La chose veut devenir Kell – elle veut dévorer toute sa vie. Touchant les pensées de la créature, elle sentit une envie délirante de tout ce qui marchait sur la terre sous une forme corporelle. On ne pouvait pas dire qu’elle avait un esprit ; c’était un désir instinctif et obsédant. Si la chose avalait Kell comme elle brûlait de le faire, elle finirait peut-être par acquérir un esprit.
Portant machinalement la main à son corsage, Kyria trouva le fantôme – non, l’âme – de sa pierre-étoile. Dans ce plan astral, elle scintillait comme une flamme. Kyria la visualisa sous forme d’arme, projetant des rayons mortels sur la vorace créature. Au premier impact, la chose émit un hurlement silencieux, que Kyria « entendit » dans sa tête. Elle eut l’impression que ce cri lui brûlait le crâne. Elle dirigea un autre rayon sur les organes vitaux de la créature, qui se recroquevilla sur elle-même.
Cette chose est plus faible que moi. Je suis un être entier et elle n’est qu’un fragment.
Exultant devant la désintégration de la créature, elle rassembla ses forces pour la frappe finale. Dans quelque coin de son esprit résonnèrent les paroles que Damrys lui avait dites : « Tu as un laran guérisseur. »
Je l’ai toujours eu. Et il faut parfois tuer la maladie pour sauver le patient.

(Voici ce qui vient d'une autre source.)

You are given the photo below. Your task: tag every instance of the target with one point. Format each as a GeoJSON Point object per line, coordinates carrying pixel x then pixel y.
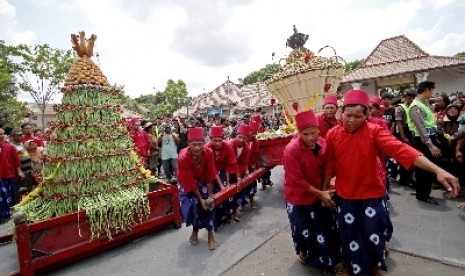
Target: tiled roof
{"type": "Point", "coordinates": [397, 56]}
{"type": "Point", "coordinates": [230, 94]}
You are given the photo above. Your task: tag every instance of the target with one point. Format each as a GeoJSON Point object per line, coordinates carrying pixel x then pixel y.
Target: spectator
{"type": "Point", "coordinates": [181, 130]}
{"type": "Point", "coordinates": [169, 152]}
{"type": "Point", "coordinates": [25, 184]}
{"type": "Point", "coordinates": [36, 154]}
{"type": "Point", "coordinates": [26, 128]}
{"type": "Point", "coordinates": [10, 170]}
{"type": "Point", "coordinates": [440, 106]}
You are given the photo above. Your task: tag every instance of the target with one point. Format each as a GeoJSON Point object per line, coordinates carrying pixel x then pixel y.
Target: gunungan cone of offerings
{"type": "Point", "coordinates": [90, 163]}
{"type": "Point", "coordinates": [305, 79]}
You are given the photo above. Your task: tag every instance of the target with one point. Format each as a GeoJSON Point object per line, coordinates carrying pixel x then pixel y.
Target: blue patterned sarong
{"type": "Point", "coordinates": [7, 196]}
{"type": "Point", "coordinates": [363, 229]}
{"type": "Point", "coordinates": [314, 232]}
{"type": "Point", "coordinates": [251, 190]}
{"type": "Point", "coordinates": [192, 212]}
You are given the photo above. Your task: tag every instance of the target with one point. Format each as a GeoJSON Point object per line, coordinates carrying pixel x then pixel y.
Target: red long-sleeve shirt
{"type": "Point", "coordinates": [325, 125]}
{"type": "Point", "coordinates": [303, 169]}
{"type": "Point", "coordinates": [352, 158]}
{"type": "Point", "coordinates": [225, 159]}
{"type": "Point", "coordinates": [38, 140]}
{"type": "Point", "coordinates": [141, 141]}
{"type": "Point", "coordinates": [9, 161]}
{"type": "Point", "coordinates": [254, 152]}
{"type": "Point", "coordinates": [243, 158]}
{"type": "Point", "coordinates": [189, 171]}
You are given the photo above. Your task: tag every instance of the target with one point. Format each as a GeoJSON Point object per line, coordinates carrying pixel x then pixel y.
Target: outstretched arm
{"type": "Point", "coordinates": [450, 182]}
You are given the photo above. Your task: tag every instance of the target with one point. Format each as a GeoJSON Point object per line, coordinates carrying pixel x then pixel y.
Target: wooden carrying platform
{"type": "Point", "coordinates": [53, 243]}
{"type": "Point", "coordinates": [272, 151]}
{"type": "Point", "coordinates": [49, 244]}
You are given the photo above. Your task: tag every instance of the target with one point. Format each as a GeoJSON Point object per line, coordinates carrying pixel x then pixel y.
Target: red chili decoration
{"type": "Point", "coordinates": [327, 87]}
{"type": "Point", "coordinates": [295, 106]}
{"type": "Point", "coordinates": [308, 57]}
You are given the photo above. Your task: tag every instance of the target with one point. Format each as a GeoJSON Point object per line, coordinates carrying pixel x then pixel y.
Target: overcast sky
{"type": "Point", "coordinates": [143, 43]}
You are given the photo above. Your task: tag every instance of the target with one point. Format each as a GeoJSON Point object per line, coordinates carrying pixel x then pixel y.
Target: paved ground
{"type": "Point", "coordinates": [261, 244]}
{"type": "Point", "coordinates": [277, 257]}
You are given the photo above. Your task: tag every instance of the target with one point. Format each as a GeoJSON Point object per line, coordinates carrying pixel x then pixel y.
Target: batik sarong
{"type": "Point", "coordinates": [363, 231]}
{"type": "Point", "coordinates": [7, 196]}
{"type": "Point", "coordinates": [193, 213]}
{"type": "Point", "coordinates": [315, 233]}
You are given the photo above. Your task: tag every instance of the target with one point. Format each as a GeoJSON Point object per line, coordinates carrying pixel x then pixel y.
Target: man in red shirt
{"type": "Point", "coordinates": [140, 139]}
{"type": "Point", "coordinates": [353, 151]}
{"type": "Point", "coordinates": [328, 120]}
{"type": "Point", "coordinates": [225, 166]}
{"type": "Point", "coordinates": [10, 168]}
{"type": "Point", "coordinates": [251, 190]}
{"type": "Point", "coordinates": [196, 172]}
{"type": "Point", "coordinates": [27, 130]}
{"type": "Point", "coordinates": [242, 151]}
{"type": "Point", "coordinates": [314, 230]}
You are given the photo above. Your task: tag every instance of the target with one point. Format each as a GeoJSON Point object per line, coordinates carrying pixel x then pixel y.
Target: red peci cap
{"type": "Point", "coordinates": [195, 134]}
{"type": "Point", "coordinates": [253, 126]}
{"type": "Point", "coordinates": [330, 99]}
{"type": "Point", "coordinates": [356, 97]}
{"type": "Point", "coordinates": [134, 121]}
{"type": "Point", "coordinates": [375, 100]}
{"type": "Point", "coordinates": [305, 120]}
{"type": "Point", "coordinates": [216, 131]}
{"type": "Point", "coordinates": [257, 118]}
{"type": "Point", "coordinates": [244, 130]}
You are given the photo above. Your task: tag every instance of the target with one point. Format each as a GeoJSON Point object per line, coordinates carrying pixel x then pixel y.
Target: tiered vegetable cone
{"type": "Point", "coordinates": [90, 162]}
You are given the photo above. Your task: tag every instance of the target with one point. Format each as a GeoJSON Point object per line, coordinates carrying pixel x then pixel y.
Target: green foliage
{"type": "Point", "coordinates": [11, 110]}
{"type": "Point", "coordinates": [353, 65]}
{"type": "Point", "coordinates": [42, 70]}
{"type": "Point", "coordinates": [171, 99]}
{"type": "Point", "coordinates": [260, 75]}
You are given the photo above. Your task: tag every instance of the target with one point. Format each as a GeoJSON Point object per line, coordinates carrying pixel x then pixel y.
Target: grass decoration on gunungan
{"type": "Point", "coordinates": [90, 162]}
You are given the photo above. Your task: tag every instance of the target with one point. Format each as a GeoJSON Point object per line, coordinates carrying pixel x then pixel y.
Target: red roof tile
{"type": "Point", "coordinates": [399, 55]}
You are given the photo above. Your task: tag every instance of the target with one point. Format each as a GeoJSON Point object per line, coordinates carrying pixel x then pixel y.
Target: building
{"type": "Point", "coordinates": [36, 117]}
{"type": "Point", "coordinates": [398, 62]}
{"type": "Point", "coordinates": [230, 99]}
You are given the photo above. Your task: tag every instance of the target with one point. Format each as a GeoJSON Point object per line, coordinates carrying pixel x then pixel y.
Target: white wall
{"type": "Point", "coordinates": [448, 81]}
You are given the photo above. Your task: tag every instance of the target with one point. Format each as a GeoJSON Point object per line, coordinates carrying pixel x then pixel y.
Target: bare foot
{"type": "Point", "coordinates": [252, 204]}
{"type": "Point", "coordinates": [194, 239]}
{"type": "Point", "coordinates": [212, 244]}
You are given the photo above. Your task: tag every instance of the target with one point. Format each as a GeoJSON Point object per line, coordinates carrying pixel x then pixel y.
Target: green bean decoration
{"type": "Point", "coordinates": [88, 164]}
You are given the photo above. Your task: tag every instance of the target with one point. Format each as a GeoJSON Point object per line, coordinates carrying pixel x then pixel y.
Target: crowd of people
{"type": "Point", "coordinates": [347, 221]}
{"type": "Point", "coordinates": [338, 168]}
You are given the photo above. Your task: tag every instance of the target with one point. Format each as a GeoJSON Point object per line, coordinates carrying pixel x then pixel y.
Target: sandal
{"type": "Point", "coordinates": [193, 241]}
{"type": "Point", "coordinates": [302, 257]}
{"type": "Point", "coordinates": [342, 271]}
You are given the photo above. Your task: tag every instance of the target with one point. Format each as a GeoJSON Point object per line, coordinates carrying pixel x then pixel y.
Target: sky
{"type": "Point", "coordinates": [143, 43]}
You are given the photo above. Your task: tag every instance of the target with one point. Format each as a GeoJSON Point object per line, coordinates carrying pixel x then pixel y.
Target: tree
{"type": "Point", "coordinates": [353, 65]}
{"type": "Point", "coordinates": [11, 110]}
{"type": "Point", "coordinates": [169, 100]}
{"type": "Point", "coordinates": [260, 75]}
{"type": "Point", "coordinates": [42, 72]}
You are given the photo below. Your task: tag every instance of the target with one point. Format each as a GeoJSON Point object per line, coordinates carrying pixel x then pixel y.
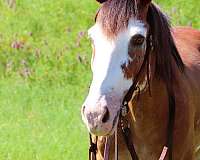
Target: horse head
{"type": "Point", "coordinates": [119, 39]}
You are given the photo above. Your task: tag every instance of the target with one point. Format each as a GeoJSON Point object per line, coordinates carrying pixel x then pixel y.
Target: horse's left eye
{"type": "Point", "coordinates": [137, 40]}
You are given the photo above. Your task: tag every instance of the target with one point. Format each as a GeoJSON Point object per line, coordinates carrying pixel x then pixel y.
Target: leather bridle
{"type": "Point", "coordinates": [123, 119]}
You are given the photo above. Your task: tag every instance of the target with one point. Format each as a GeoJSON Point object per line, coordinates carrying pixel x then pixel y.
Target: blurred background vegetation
{"type": "Point", "coordinates": [45, 73]}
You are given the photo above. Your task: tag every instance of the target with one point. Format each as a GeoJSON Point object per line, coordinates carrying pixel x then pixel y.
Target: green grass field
{"type": "Point", "coordinates": [45, 73]}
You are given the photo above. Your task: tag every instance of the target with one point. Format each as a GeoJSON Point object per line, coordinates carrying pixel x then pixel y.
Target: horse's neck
{"type": "Point", "coordinates": [150, 119]}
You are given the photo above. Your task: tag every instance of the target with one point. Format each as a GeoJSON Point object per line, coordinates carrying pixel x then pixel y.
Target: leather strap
{"type": "Point", "coordinates": [92, 149]}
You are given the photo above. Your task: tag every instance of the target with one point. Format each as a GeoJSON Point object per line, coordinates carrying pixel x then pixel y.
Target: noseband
{"type": "Point", "coordinates": [124, 122]}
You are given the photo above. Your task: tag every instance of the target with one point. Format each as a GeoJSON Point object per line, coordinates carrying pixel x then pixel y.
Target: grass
{"type": "Point", "coordinates": [44, 74]}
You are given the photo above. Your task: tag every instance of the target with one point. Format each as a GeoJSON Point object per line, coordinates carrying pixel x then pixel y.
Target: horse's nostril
{"type": "Point", "coordinates": [106, 116]}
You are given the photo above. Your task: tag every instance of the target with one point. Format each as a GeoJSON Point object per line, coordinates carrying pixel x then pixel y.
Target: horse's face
{"type": "Point", "coordinates": [114, 63]}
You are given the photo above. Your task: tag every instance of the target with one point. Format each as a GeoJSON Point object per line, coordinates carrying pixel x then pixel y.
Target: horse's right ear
{"type": "Point", "coordinates": [101, 1]}
{"type": "Point", "coordinates": [145, 2]}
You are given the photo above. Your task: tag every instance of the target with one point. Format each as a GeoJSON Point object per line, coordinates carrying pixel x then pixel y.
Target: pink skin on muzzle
{"type": "Point", "coordinates": [101, 119]}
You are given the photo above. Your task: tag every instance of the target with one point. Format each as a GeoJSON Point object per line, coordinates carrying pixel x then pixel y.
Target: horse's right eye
{"type": "Point", "coordinates": [137, 40]}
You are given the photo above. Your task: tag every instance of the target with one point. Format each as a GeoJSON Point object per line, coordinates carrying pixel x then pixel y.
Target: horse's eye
{"type": "Point", "coordinates": [137, 40]}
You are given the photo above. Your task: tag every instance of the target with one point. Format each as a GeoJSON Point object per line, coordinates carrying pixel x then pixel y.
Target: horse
{"type": "Point", "coordinates": [137, 54]}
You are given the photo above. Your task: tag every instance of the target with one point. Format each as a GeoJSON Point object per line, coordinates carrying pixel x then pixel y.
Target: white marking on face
{"type": "Point", "coordinates": [110, 54]}
{"type": "Point", "coordinates": [109, 83]}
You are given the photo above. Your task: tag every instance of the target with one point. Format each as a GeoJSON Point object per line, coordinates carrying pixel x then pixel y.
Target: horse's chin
{"type": "Point", "coordinates": [108, 132]}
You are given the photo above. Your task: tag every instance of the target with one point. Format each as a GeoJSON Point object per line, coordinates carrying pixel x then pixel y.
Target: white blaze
{"type": "Point", "coordinates": [110, 54]}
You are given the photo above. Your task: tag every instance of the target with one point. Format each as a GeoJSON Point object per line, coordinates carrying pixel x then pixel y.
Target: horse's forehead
{"type": "Point", "coordinates": [134, 27]}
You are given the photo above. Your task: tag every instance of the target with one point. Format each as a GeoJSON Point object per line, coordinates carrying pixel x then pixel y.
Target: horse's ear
{"type": "Point", "coordinates": [101, 1]}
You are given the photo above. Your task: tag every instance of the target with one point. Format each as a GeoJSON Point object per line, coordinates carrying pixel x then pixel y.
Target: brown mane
{"type": "Point", "coordinates": [114, 16]}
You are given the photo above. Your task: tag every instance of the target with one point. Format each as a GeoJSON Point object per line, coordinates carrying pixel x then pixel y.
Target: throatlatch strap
{"type": "Point", "coordinates": [128, 137]}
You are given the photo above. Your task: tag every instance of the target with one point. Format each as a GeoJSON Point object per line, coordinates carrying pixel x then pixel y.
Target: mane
{"type": "Point", "coordinates": [114, 16]}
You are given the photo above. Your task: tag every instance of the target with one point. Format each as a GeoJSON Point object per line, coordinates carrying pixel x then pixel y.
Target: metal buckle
{"type": "Point", "coordinates": [124, 109]}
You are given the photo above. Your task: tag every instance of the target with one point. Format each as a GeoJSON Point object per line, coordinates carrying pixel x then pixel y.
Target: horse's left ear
{"type": "Point", "coordinates": [145, 2]}
{"type": "Point", "coordinates": [101, 1]}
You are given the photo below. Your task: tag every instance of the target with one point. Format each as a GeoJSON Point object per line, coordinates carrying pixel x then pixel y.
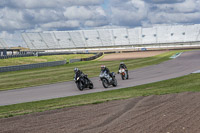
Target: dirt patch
{"type": "Point", "coordinates": [131, 55]}
{"type": "Point", "coordinates": [173, 113]}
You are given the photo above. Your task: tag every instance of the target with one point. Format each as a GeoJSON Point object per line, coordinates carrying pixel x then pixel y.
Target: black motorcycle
{"type": "Point", "coordinates": [83, 82]}
{"type": "Point", "coordinates": [107, 79]}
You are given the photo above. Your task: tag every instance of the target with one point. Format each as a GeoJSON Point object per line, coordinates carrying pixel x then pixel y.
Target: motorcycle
{"type": "Point", "coordinates": [123, 73]}
{"type": "Point", "coordinates": [83, 82]}
{"type": "Point", "coordinates": [107, 79]}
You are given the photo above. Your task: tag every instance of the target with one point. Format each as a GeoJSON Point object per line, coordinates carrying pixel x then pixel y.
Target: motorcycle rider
{"type": "Point", "coordinates": [123, 66]}
{"type": "Point", "coordinates": [105, 69]}
{"type": "Point", "coordinates": [79, 73]}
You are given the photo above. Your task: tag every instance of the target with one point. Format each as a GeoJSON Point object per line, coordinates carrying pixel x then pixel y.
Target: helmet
{"type": "Point", "coordinates": [75, 69]}
{"type": "Point", "coordinates": [103, 67]}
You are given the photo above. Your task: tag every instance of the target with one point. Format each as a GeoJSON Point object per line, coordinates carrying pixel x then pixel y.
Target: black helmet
{"type": "Point", "coordinates": [75, 69]}
{"type": "Point", "coordinates": [103, 67]}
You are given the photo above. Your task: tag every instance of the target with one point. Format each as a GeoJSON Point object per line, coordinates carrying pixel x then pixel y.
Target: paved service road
{"type": "Point", "coordinates": [185, 64]}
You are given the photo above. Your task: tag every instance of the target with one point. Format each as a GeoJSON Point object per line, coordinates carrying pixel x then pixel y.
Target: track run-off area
{"type": "Point", "coordinates": [185, 64]}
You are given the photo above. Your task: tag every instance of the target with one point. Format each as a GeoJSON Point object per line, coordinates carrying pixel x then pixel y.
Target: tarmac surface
{"type": "Point", "coordinates": [185, 64]}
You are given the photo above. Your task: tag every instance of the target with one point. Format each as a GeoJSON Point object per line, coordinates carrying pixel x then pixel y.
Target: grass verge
{"type": "Point", "coordinates": [49, 75]}
{"type": "Point", "coordinates": [182, 84]}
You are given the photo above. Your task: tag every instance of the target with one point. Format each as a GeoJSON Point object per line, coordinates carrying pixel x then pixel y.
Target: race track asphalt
{"type": "Point", "coordinates": [185, 64]}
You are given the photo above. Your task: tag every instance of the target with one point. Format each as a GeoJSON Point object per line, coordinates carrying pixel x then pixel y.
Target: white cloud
{"type": "Point", "coordinates": [131, 14]}
{"type": "Point", "coordinates": [61, 24]}
{"type": "Point", "coordinates": [40, 15]}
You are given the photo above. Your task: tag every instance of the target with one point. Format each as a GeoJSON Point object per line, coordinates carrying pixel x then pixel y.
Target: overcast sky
{"type": "Point", "coordinates": [18, 16]}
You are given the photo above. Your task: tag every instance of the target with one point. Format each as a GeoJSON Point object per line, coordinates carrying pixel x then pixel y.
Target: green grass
{"type": "Point", "coordinates": [182, 84]}
{"type": "Point", "coordinates": [40, 59]}
{"type": "Point", "coordinates": [49, 75]}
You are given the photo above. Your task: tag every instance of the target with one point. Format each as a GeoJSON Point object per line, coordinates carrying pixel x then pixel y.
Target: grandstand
{"type": "Point", "coordinates": [120, 37]}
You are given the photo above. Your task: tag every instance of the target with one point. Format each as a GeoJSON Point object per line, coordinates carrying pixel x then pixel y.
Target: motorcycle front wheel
{"type": "Point", "coordinates": [105, 83]}
{"type": "Point", "coordinates": [80, 86]}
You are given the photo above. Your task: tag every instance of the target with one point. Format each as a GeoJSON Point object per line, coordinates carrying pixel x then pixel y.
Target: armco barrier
{"type": "Point", "coordinates": [15, 56]}
{"type": "Point", "coordinates": [31, 66]}
{"type": "Point", "coordinates": [74, 60]}
{"type": "Point", "coordinates": [92, 57]}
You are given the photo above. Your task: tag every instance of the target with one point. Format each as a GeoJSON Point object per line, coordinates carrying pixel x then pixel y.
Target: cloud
{"type": "Point", "coordinates": [42, 15]}
{"type": "Point", "coordinates": [130, 14]}
{"type": "Point", "coordinates": [33, 4]}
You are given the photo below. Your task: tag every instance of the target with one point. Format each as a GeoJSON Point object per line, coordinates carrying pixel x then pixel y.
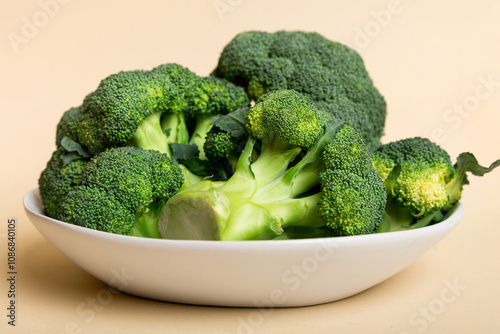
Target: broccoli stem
{"type": "Point", "coordinates": [397, 218]}
{"type": "Point", "coordinates": [146, 222]}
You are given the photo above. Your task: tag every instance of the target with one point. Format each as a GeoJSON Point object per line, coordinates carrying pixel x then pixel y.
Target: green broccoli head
{"type": "Point", "coordinates": [123, 190]}
{"type": "Point", "coordinates": [135, 108]}
{"type": "Point", "coordinates": [67, 126]}
{"type": "Point", "coordinates": [62, 173]}
{"type": "Point", "coordinates": [421, 181]}
{"type": "Point", "coordinates": [289, 182]}
{"type": "Point", "coordinates": [333, 76]}
{"type": "Point", "coordinates": [425, 170]}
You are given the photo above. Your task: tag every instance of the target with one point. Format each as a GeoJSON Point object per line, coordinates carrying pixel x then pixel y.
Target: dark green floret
{"type": "Point", "coordinates": [422, 183]}
{"type": "Point", "coordinates": [151, 109]}
{"type": "Point", "coordinates": [62, 173]}
{"type": "Point", "coordinates": [290, 182]}
{"type": "Point", "coordinates": [123, 190]}
{"type": "Point", "coordinates": [333, 76]}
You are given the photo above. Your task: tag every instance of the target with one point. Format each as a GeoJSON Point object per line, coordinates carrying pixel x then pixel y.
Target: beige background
{"type": "Point", "coordinates": [429, 58]}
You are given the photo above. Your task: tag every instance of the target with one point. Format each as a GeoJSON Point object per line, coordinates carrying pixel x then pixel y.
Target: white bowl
{"type": "Point", "coordinates": [280, 273]}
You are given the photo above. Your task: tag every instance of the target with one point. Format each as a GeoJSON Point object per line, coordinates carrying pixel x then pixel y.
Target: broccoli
{"type": "Point", "coordinates": [167, 109]}
{"type": "Point", "coordinates": [123, 190]}
{"type": "Point", "coordinates": [225, 141]}
{"type": "Point", "coordinates": [62, 173]}
{"type": "Point", "coordinates": [312, 170]}
{"type": "Point", "coordinates": [421, 181]}
{"type": "Point", "coordinates": [330, 74]}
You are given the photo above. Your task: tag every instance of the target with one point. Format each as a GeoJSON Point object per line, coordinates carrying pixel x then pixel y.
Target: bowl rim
{"type": "Point", "coordinates": [33, 206]}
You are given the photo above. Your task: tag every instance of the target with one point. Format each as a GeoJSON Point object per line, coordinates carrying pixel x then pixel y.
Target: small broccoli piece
{"type": "Point", "coordinates": [123, 190]}
{"type": "Point", "coordinates": [143, 108]}
{"type": "Point", "coordinates": [67, 125]}
{"type": "Point", "coordinates": [154, 110]}
{"type": "Point", "coordinates": [292, 183]}
{"type": "Point", "coordinates": [421, 181]}
{"type": "Point", "coordinates": [62, 173]}
{"type": "Point", "coordinates": [225, 140]}
{"type": "Point", "coordinates": [333, 76]}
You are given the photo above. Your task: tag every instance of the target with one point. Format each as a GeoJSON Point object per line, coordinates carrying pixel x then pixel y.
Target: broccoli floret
{"type": "Point", "coordinates": [143, 108]}
{"type": "Point", "coordinates": [67, 125]}
{"type": "Point", "coordinates": [225, 141]}
{"type": "Point", "coordinates": [292, 183]}
{"type": "Point", "coordinates": [333, 76]}
{"type": "Point", "coordinates": [421, 181]}
{"type": "Point", "coordinates": [123, 190]}
{"type": "Point", "coordinates": [62, 173]}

Mais ici, il ne s’agissait pas d’une maladie. La chose était une partie de Kell. Observant les vestiges de son pseudo-corps, elle réalisa laquelle. La créature incarnait la violence enfouie en lui et jamais libérée – la morsure qu’il aurait pu faire au bras de sa nourrice, le coup de poing qu’il aurait pu donner à un camarade de jeu, la fille qu’il aurait pu séduire, le chien indressable qu’il aurait pu battre à l’estropier, l’insulte qu’il avait ravalée au lieu de l’exprimer. Pas étonnant que la chose luttât pour se libérer. Pourtant, elle avait le droit d’exister dans sa propre sphère. Ces souvenirs étaient exécrables, mais sans eux, Kell ne pouvait pas conserver l’intégralité de sa personne.
Tandis que Kyria hésitait, la créature se recomposa et se dressa au-dessus d’elle. Se concentrant sur sa matrice en forme d’arme, Kyria la transforma en une bobine de fil, fin et solide comme de la soie d’araignée, qu’elle enroula encore et encore autour de la forme quasi humaine de la chose. La créature captive se débattait dans son cocon scintillant, hurlant de douleur – douleur qui poignait aussi les entrailles de Kyria. Quand elle eut immobilisé la chose, elle la tira vers Kell.
La vie revint dans son regard. Bien que toujours paralysé, il avait repris connaissance. Il savait ce qu’était la créature et ce que projetait Kyria. Ses cris muets firent écho à ceux de la chose. Inexorablement, Kyria les poussa l’un vers l’autre. Contre sa volonté, l’esprit de Kell s’ouvrit pour absorber l’entité vorace.
Au moment de l’union, une déflagration d’énergie explosa du couple. Le feu de la fusion forcée engouffra Kyria et Edric. La tête lui tintait encore quand Kyria réintégra brusquement son corps. Elle vit Edric projeté sur le sol, face contre terre. Damrys tituba de l’avant, et tomba à genoux près d’Edric inconscient.
Kyria s’aperçut qu’elle ne touchait plus Kell. Refermant sa main sur la sienne, en ayant soin de ne pas toucher la pierre-étoile, elle scruta son visage. Il ouvrit les yeux.
– Kyria… tu… tu n’es pas blessée ? La chose a disparu ?
– Pas disparu, murmura-t-elle. Elle est retournée où elle a toujours été.
– Bon sang, tu avais raison. C’était…
Son visage se décomposa. Elle se pencha vers lui et attira sa tête sur son sein. Quand il se dégagea une minute plus tard, elle remarqua que sa peau n’était plus translucide. Il était toujours pâle, mais son sang recommençait à circuler.
Kyria jeta un coup d’œil sur Edric. Damrys passa la main sur sa colonne vertébrale, sans le toucher.
– Il est vivant, annonça-t-elle. C’est plus qu’il ne mérite.
– Tous les dieux soient loués, soupira Kell. Tu avais raison, chiya, il ne savait pas ce qu’il faisait, dit-il, resserrant sa main sur celle de Kyria. Il se trompait sur moi. Que suis-je maintenant ?
– Toi-même, dit-elle portant sa main à ses lèvres. Plus toi-même que jamais.